Ninkovich's responsibilities are simpler this season at his new position. He rarely has to worry about covering receivers. His job is to beat his blocker and tackle the ball carrier.
But that blocker almost always is bigger than the 260-pound, 6-foot-2 Ninkovich, who usually was blocked by a tight end last season.
"You just have to play with a different type of leverage and mentality, obviously, (when you're) going against a guy that you're giving up a lot of weight to," he said, "but it's all about technique and working your hands and not letting them get underneath you. So being a little bit shorter ... helps you get underneath those guys.
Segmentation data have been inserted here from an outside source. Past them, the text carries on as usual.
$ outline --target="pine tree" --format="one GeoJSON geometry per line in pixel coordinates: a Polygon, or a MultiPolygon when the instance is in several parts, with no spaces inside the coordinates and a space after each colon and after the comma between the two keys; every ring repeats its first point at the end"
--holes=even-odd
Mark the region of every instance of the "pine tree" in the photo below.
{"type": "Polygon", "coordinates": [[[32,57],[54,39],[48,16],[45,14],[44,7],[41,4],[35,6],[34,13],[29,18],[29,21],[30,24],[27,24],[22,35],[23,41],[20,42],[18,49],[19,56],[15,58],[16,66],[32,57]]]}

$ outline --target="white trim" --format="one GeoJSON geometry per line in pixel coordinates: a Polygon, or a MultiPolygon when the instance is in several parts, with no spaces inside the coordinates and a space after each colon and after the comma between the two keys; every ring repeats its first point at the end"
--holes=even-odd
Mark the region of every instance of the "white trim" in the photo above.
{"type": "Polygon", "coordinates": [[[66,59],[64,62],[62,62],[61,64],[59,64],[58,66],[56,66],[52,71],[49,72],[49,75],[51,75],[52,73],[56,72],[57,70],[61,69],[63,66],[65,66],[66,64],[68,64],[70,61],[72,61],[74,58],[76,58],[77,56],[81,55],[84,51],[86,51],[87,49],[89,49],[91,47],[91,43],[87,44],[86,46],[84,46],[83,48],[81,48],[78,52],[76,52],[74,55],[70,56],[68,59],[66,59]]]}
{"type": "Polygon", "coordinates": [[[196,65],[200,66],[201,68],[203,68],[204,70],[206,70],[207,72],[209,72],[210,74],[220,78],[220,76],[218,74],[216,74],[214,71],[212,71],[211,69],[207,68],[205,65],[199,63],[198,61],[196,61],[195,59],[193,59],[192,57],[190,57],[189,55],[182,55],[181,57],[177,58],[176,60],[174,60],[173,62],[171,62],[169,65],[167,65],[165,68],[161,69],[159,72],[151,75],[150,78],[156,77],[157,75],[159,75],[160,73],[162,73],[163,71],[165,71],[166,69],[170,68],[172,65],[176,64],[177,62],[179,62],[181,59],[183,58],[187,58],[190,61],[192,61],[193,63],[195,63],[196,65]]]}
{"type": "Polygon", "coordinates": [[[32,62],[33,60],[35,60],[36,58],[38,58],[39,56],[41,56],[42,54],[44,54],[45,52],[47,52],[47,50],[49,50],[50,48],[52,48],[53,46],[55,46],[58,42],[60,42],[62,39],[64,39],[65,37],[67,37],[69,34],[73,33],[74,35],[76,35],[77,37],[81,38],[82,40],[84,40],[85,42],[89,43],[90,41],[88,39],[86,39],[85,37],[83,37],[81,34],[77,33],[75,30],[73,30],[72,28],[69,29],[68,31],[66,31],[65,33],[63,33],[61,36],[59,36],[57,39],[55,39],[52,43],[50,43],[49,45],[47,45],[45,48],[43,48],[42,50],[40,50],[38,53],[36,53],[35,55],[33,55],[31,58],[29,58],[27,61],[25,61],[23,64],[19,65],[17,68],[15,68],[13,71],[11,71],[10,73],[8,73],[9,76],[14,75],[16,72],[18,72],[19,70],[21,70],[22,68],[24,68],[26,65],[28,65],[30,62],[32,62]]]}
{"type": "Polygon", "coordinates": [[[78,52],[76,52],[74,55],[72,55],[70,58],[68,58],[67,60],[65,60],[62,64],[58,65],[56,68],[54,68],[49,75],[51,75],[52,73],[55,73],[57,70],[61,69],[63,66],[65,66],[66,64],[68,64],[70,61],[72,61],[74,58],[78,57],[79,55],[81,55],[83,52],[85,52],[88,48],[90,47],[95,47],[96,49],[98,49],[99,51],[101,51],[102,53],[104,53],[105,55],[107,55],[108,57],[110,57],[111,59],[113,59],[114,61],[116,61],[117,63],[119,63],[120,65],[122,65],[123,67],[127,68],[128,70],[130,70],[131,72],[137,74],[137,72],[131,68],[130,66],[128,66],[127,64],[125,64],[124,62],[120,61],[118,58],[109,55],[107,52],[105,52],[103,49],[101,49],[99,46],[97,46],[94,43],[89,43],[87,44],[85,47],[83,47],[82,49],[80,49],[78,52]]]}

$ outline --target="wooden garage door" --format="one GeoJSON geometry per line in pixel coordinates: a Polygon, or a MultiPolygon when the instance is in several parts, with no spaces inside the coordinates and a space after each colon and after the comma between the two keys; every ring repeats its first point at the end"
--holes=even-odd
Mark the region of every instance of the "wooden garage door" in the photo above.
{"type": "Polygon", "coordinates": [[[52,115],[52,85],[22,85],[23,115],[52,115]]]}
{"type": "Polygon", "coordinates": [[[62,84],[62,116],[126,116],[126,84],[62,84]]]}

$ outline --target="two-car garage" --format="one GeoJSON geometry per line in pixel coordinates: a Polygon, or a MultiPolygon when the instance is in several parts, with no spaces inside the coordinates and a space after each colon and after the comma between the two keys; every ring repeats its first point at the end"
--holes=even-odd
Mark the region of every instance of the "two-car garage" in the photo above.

They don't like that too much."
Last season, his seventh in the NFL and third with the Patriots, Ninkovich started all 16 games at outside linebacker. He made a career-high 62 tackles, had 6 1/2 sacks, returned one of his two interceptions for touchdowns, forced one fumble and recovered two.
The drafting of outside linebacker Dont'a Hightower in the first round this year allowed the Patriots to move Ninkovich to end. In the first three games, he had just six tackles and a half sack. But in the other two, he made 11 tackles with two sacks and three forced fumbles.
"I don't think I was frustrated," Ninkovich said. "I just knew my time would come to make some plays. As a defensive end, you're not going to get the big numbers of tackles that some linebackers do, obviously, because you're in a different spot and you're not always having the ball (get) to you every time."
But he has made some big plays.
The Patriots were leading the Broncos 24-7 when Ninkovich beat right guard Orlando Franklin to the outside, came up behind Manning and smacked the ball loose with his right hand. Vince Wilfork recovered at the Broncos 14-yard line.
"The first couple of drives I was trying to just bull rush, trying to collapse the pocket a little bit," Ninkovich said. "Then on that one rush I just changed it up and swiped (at the ball)."
He forced a more critical fumble when Denver had a second-and-10 at the New England 14 yard-line with 3:48 left and the score 31-21. McGahee got the ball on a draw play and Ninkovich jarred the ball out again.
"He's been playing well all year," middle linebacker Jerod Mayo said, "even though those big plays just started showing up."
Ninkovich played end in college at Purdue, but his role in the Patriots system is much different.
He's playing better now that he's focusing on defeating his blocker and going after the player with the ball.
"Defensive end is a position where everything happens pretty fast," Ninkovich said. "I've been able to change a couple of style techniques in my game."
And if he's ever needed at another position, he should be prepared.
"In a Bill Belichick defense, you never know what position you may be in," Wilfork said, "so it's good to know multiple positions, and Ninkovich is one of the guys that moves around a lot, from linebacker to sometimes inside, sometimes end, but he does a very good job of knowing his role. Any given Sunday, Bill may say, 'we want to move you here.'
"You've got to be ready for it and he's answered the challenge every week."